Whether or not unhappy shareholders choose to remove a director, there are two key actions which shareholders may be able to bring in respect of a director’s misconduct.

Section 260 CA 2006 has introduced a new statutory derivative claim which allows a shareholder to bring a claim on behalf of the company (i.e. where the cause of action vests in the company) arising from an actual or proposed act or omission involving the negligence, default, breach of duty or breach of trust by a director of the company. This includes a breach of the director’s general duties set out in ss.170-177 CA 2006. Section 260 CA 2006 applies to current, former and shadow directors.

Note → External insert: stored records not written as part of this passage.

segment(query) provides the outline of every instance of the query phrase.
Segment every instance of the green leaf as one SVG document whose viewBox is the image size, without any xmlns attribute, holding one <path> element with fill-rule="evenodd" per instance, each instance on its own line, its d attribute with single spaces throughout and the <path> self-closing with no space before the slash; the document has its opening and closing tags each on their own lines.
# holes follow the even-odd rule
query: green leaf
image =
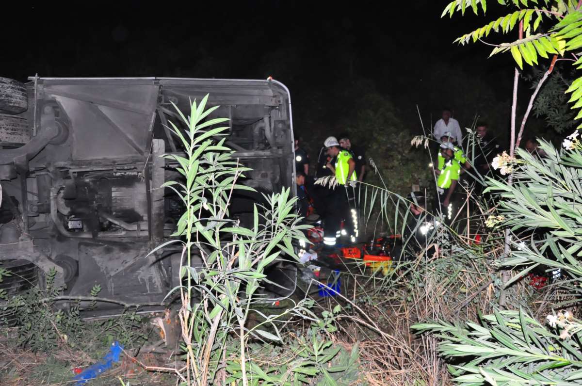
<svg viewBox="0 0 582 386">
<path fill-rule="evenodd" d="M 533 43 L 534 47 L 535 47 L 535 49 L 538 50 L 538 54 L 540 54 L 540 56 L 542 58 L 545 58 L 546 59 L 548 58 L 548 54 L 546 54 L 545 49 L 544 48 L 544 46 L 542 45 L 541 43 L 540 43 L 537 40 L 533 40 L 531 43 Z"/>
<path fill-rule="evenodd" d="M 531 58 L 530 56 L 529 50 L 526 48 L 525 44 L 520 44 L 517 46 L 519 49 L 519 52 L 521 54 L 521 56 L 523 57 L 523 60 L 526 61 L 526 63 L 530 65 L 530 66 L 533 65 L 533 62 L 531 61 Z"/>
<path fill-rule="evenodd" d="M 513 56 L 514 60 L 517 63 L 520 69 L 523 69 L 523 64 L 521 62 L 521 55 L 520 54 L 519 49 L 515 45 L 511 46 L 511 54 Z"/>
<path fill-rule="evenodd" d="M 538 54 L 535 51 L 535 47 L 534 47 L 533 43 L 531 41 L 528 41 L 525 44 L 526 49 L 530 52 L 530 57 L 531 58 L 532 61 L 535 64 L 538 64 Z"/>
<path fill-rule="evenodd" d="M 515 23 L 517 22 L 517 19 L 519 17 L 519 14 L 520 12 L 516 10 L 512 15 L 511 19 L 509 19 L 509 28 L 508 29 L 508 31 L 513 30 L 513 27 L 515 27 Z"/>
<path fill-rule="evenodd" d="M 542 21 L 542 13 L 541 12 L 538 13 L 538 17 L 535 18 L 535 21 L 534 22 L 534 31 L 538 30 L 538 27 L 540 26 L 540 22 Z"/>
</svg>

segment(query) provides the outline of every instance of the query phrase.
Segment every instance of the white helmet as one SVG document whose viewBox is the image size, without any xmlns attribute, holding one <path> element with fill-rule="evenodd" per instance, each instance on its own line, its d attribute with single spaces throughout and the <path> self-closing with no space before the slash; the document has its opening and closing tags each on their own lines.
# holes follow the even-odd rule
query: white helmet
<svg viewBox="0 0 582 386">
<path fill-rule="evenodd" d="M 332 146 L 339 146 L 339 142 L 335 137 L 328 137 L 324 141 L 324 146 L 325 147 L 331 147 Z"/>
</svg>

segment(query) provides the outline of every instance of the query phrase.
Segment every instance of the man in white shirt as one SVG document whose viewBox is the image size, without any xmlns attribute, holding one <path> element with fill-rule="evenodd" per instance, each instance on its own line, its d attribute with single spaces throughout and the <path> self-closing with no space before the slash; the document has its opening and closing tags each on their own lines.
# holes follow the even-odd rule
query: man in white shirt
<svg viewBox="0 0 582 386">
<path fill-rule="evenodd" d="M 432 135 L 435 140 L 440 142 L 441 138 L 445 133 L 448 132 L 456 140 L 457 146 L 460 147 L 463 144 L 463 134 L 461 133 L 461 128 L 459 126 L 459 121 L 451 118 L 452 114 L 450 109 L 443 109 L 442 119 L 439 119 L 435 124 Z"/>
</svg>

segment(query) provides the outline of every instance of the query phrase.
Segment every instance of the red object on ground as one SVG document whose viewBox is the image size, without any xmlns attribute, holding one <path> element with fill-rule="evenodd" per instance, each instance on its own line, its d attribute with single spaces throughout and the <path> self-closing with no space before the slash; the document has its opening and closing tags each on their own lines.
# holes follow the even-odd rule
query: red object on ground
<svg viewBox="0 0 582 386">
<path fill-rule="evenodd" d="M 342 248 L 342 256 L 348 258 L 361 258 L 362 252 L 360 248 L 344 247 Z"/>
<path fill-rule="evenodd" d="M 392 258 L 387 256 L 384 252 L 380 252 L 382 254 L 364 254 L 362 256 L 362 251 L 360 248 L 355 247 L 349 247 L 342 248 L 342 257 L 346 258 L 357 258 L 364 260 L 366 265 L 370 265 L 372 262 L 377 261 L 390 261 Z"/>
<path fill-rule="evenodd" d="M 530 278 L 530 285 L 536 289 L 541 289 L 548 284 L 548 278 L 545 276 L 530 274 L 527 277 Z"/>
</svg>

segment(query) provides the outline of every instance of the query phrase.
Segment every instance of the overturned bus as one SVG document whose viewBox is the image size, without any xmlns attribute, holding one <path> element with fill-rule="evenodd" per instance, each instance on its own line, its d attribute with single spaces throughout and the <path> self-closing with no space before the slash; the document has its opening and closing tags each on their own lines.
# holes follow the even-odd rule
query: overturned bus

The second action is for protection of shareholders against unfair prejudice. Under s.994 CA 2006, a shareholder can apply to the court for an order that the company’s affairs are being, have been, or are proposed to be conducted in a manner that is unfairly prejudicial to that shareholder’s interests or to the interests of shareholders generally.

Case law (in respect of the equivalent provision in CA 1985) has tested the meaning of unfair prejudice. The courts have been specific and restrictive in their interpretation of what amounts to unfair prejudice. Examples can include excessive remuneration of directors or a failure to pay a dividend. The courts are, however, unwilling to intervene in internal affairs or management decisions of companies. Therefore petitions based on disagreements in company policy (e.g. as to whether to pursue a sale of the business or some
other exit strategy) will be more difficult to bring.

Such an action is often brought at the same time as an action under s.122(1)(g) IA 1986 which gives a shareholder the right to apply for the company to be wound up on the grounds that it is just and equitable to do so.